Aldactone (Spironolactone) is usually prescribed for Hyperaldosteroneism (too much secretion of aldosterone by the adrenal glands), high blood pressure, Hypokalemia (Potassium loss), and sometimes used in emergency situations where flushing the system of toxins is needed (overdose), but this last one is rare since more potent diuretics are usually used instead (lasix, or furosemide). One needs to be careful to NOT take in much potassium while using Aldactone, quite the opposite of other non-potassium sparing diuretics like thiazides and furosemides. Keep your potassium intake very low. Since your body is retaining the potassium you could elevate levels too high, which could cause death (hyperakalemia)!
Aldactone has also been shown to be an anti-androgen, by binding to the androgen receptor sites. This can slow typical gains you would achieve using anabolics, but decrease the risk of the typical androgenic side effects like baldness, acne, and prostate enlargement. So it becomes and issue of weighing the benefit of Aldactone to the slowing down of any potential gains you may be making with steroids. Most users do not use Aldactone for any extended length of time (precontest or post-cycle), so this may not be a super-important issue. Women may find benefit with Aldactone by introducing it into a cycle if virilizing symptoms are occurring. Usually 50-75 mg/day for the remainder of the cycle. This might slow gains, but it's better to be safe than sorry. Side effects can be dizziness (low blood pressure), muscle spasms and cramps, gastrointestinal pain, vomiting, and an irregular heart beat.

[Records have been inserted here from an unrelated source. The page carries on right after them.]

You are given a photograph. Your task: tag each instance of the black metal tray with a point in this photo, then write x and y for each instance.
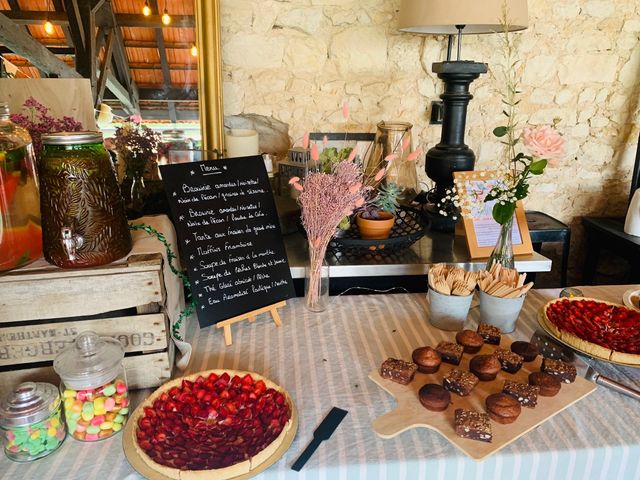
(409, 227)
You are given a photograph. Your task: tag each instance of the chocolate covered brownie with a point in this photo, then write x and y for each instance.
(511, 362)
(450, 352)
(473, 425)
(460, 382)
(528, 351)
(527, 395)
(398, 370)
(489, 333)
(565, 372)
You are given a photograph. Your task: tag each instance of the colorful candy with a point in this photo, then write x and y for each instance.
(35, 440)
(97, 413)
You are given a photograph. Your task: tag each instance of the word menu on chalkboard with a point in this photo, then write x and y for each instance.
(229, 232)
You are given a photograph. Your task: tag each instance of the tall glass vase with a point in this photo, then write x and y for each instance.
(316, 282)
(503, 251)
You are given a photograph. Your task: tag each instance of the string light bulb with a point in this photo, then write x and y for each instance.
(48, 27)
(166, 18)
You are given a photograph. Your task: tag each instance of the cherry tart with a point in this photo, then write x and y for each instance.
(598, 328)
(215, 424)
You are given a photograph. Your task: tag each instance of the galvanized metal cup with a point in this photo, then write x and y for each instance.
(500, 312)
(448, 312)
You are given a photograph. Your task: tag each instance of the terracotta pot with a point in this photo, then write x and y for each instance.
(376, 229)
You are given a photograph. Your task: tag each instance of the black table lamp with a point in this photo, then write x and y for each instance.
(456, 17)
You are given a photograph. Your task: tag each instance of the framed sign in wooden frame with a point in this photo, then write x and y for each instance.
(480, 229)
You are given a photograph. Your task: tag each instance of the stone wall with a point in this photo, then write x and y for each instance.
(298, 60)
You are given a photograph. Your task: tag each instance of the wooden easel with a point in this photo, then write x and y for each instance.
(251, 316)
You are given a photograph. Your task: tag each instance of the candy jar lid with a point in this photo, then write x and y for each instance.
(90, 362)
(29, 403)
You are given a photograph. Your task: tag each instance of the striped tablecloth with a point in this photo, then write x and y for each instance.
(324, 359)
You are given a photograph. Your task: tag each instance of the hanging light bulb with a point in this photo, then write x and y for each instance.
(48, 27)
(166, 18)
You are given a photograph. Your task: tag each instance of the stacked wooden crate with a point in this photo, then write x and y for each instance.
(43, 308)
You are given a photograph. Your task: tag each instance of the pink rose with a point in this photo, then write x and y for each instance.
(545, 142)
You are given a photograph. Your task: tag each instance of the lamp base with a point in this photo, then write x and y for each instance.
(452, 154)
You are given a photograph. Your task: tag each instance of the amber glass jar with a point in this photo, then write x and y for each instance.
(20, 233)
(83, 215)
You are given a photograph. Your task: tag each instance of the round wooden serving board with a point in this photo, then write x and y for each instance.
(136, 461)
(544, 323)
(409, 412)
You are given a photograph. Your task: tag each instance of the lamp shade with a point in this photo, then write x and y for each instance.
(440, 17)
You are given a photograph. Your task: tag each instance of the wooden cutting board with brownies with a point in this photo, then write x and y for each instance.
(479, 390)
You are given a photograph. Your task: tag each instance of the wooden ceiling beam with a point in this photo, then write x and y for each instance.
(162, 95)
(69, 51)
(58, 7)
(21, 43)
(153, 44)
(105, 66)
(123, 19)
(155, 66)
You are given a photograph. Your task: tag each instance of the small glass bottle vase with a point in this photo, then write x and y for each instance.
(316, 281)
(503, 251)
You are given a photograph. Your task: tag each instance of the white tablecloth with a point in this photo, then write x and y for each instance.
(323, 360)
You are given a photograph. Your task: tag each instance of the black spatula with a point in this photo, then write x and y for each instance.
(323, 432)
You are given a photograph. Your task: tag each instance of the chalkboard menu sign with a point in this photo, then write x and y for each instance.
(228, 228)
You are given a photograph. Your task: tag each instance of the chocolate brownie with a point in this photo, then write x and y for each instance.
(565, 372)
(427, 359)
(511, 362)
(471, 341)
(548, 384)
(434, 397)
(527, 395)
(503, 408)
(398, 370)
(485, 367)
(526, 350)
(489, 333)
(460, 382)
(450, 352)
(473, 425)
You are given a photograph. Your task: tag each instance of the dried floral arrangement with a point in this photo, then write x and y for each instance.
(38, 122)
(326, 198)
(138, 145)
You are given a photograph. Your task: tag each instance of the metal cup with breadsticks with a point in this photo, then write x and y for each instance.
(450, 280)
(503, 282)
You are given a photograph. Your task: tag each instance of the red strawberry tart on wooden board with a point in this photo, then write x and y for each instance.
(600, 329)
(218, 424)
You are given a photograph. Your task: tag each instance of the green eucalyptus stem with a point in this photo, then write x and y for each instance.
(190, 307)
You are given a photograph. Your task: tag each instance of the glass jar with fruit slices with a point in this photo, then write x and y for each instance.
(94, 388)
(30, 421)
(20, 232)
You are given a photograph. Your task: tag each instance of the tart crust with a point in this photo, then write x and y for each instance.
(586, 346)
(231, 471)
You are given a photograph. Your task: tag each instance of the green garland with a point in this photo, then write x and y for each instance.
(191, 303)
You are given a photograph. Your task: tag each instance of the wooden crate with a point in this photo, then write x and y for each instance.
(43, 308)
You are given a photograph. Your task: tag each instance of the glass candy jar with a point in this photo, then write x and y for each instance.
(83, 216)
(94, 387)
(30, 421)
(20, 232)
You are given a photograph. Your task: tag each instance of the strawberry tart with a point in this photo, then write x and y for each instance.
(600, 329)
(217, 424)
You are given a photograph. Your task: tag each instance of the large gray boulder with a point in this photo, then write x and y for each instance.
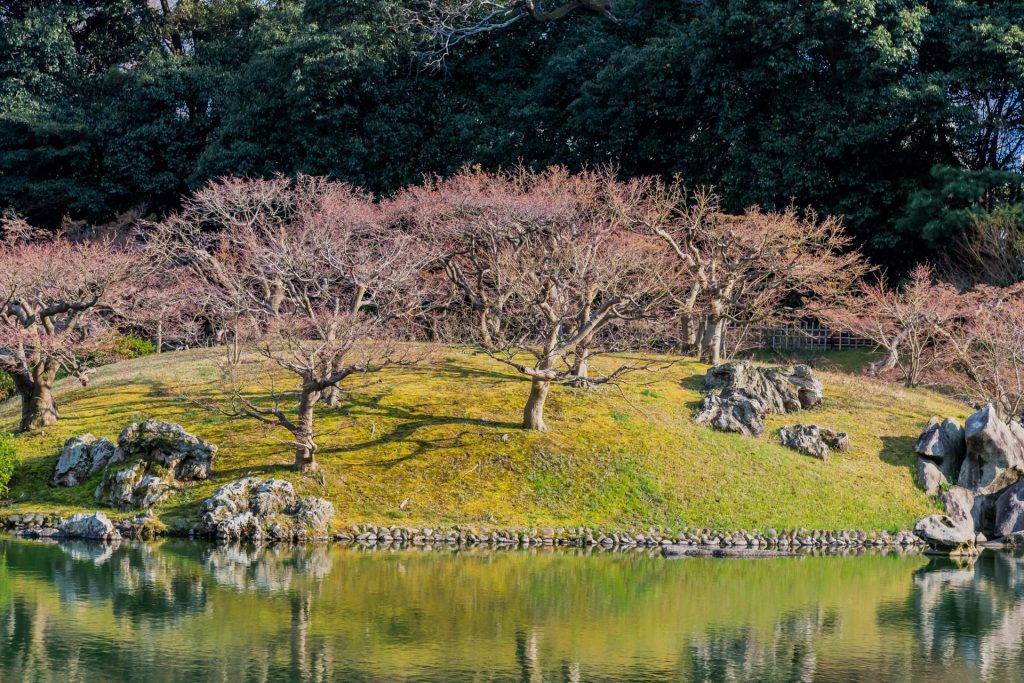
(1010, 510)
(930, 477)
(994, 453)
(944, 537)
(732, 411)
(257, 510)
(813, 440)
(941, 449)
(81, 457)
(739, 395)
(784, 389)
(94, 527)
(958, 503)
(185, 456)
(131, 487)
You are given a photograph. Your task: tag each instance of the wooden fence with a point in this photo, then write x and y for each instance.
(806, 335)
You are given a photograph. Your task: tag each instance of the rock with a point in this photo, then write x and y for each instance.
(994, 453)
(1010, 510)
(813, 440)
(313, 516)
(186, 457)
(740, 395)
(960, 506)
(945, 537)
(784, 389)
(253, 509)
(103, 454)
(118, 484)
(273, 497)
(930, 477)
(130, 487)
(81, 457)
(95, 527)
(732, 411)
(943, 443)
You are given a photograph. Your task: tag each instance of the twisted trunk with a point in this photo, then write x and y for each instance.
(305, 446)
(39, 408)
(532, 415)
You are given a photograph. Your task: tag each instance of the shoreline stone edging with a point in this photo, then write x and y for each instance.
(36, 525)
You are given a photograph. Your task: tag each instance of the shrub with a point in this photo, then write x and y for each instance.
(8, 460)
(6, 386)
(132, 346)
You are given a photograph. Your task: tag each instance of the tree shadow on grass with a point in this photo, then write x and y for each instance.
(404, 432)
(899, 452)
(693, 383)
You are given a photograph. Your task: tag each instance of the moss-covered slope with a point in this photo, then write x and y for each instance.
(440, 444)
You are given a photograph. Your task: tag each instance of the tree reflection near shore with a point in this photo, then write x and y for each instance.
(185, 610)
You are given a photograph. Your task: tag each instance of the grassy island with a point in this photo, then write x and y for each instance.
(441, 444)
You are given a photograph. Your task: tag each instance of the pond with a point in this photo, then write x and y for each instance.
(181, 610)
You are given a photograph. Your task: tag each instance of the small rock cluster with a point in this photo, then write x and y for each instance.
(739, 395)
(813, 440)
(985, 458)
(940, 454)
(258, 510)
(148, 464)
(83, 456)
(95, 526)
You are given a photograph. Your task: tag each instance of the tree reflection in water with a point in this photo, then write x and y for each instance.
(183, 610)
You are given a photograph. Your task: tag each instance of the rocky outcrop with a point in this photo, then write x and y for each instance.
(739, 395)
(1010, 510)
(985, 459)
(150, 463)
(784, 389)
(994, 456)
(945, 537)
(732, 411)
(186, 457)
(93, 527)
(81, 457)
(259, 510)
(941, 449)
(813, 440)
(131, 487)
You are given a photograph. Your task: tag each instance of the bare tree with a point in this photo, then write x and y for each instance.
(984, 349)
(56, 298)
(744, 270)
(909, 324)
(547, 270)
(325, 297)
(444, 24)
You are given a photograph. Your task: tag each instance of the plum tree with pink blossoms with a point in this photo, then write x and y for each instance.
(310, 276)
(56, 302)
(548, 272)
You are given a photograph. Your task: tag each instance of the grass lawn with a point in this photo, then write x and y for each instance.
(441, 444)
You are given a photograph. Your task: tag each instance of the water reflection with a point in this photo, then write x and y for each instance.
(182, 610)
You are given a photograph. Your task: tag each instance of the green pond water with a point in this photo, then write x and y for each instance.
(180, 610)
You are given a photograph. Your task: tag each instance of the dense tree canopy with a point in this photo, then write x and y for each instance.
(903, 116)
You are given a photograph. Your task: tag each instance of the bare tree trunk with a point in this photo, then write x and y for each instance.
(581, 369)
(305, 446)
(532, 416)
(711, 342)
(39, 408)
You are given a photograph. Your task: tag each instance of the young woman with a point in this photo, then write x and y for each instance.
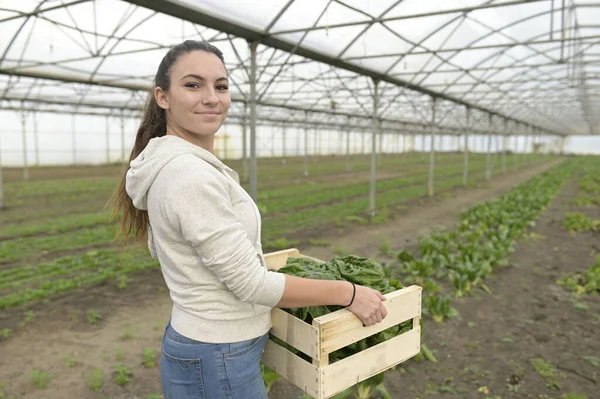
(205, 230)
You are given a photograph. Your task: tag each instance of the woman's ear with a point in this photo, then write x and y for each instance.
(161, 98)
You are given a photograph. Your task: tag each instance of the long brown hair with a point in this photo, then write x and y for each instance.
(133, 221)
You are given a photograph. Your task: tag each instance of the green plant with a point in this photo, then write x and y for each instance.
(122, 282)
(70, 361)
(95, 380)
(122, 374)
(40, 378)
(127, 334)
(29, 316)
(149, 357)
(270, 377)
(93, 316)
(120, 354)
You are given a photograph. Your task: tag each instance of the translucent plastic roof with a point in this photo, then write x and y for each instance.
(533, 62)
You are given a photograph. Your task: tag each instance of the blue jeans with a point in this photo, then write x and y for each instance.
(197, 370)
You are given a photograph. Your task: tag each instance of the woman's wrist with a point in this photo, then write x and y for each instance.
(348, 293)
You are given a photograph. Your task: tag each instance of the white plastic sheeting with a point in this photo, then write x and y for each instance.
(533, 61)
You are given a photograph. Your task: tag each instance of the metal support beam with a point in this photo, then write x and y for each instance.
(24, 137)
(466, 149)
(348, 147)
(283, 144)
(244, 123)
(305, 174)
(253, 165)
(432, 148)
(488, 159)
(107, 139)
(374, 147)
(36, 142)
(504, 144)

Aldactone is typically used pre-contest for 5-10 days. Dosages of 75-150 mg/day are common and produce great results. Keep dosages to the bare minimum to prevent your body from shedding any muscle since this is an androgen binding agent.
If you are using Aldactone as a post-cycle agent to help prevent any androgenic side effects (like with Human Corionic Gonadotropin) or to help shed water weight, dosages will typically be 75 mg/day for 4-6 weeks.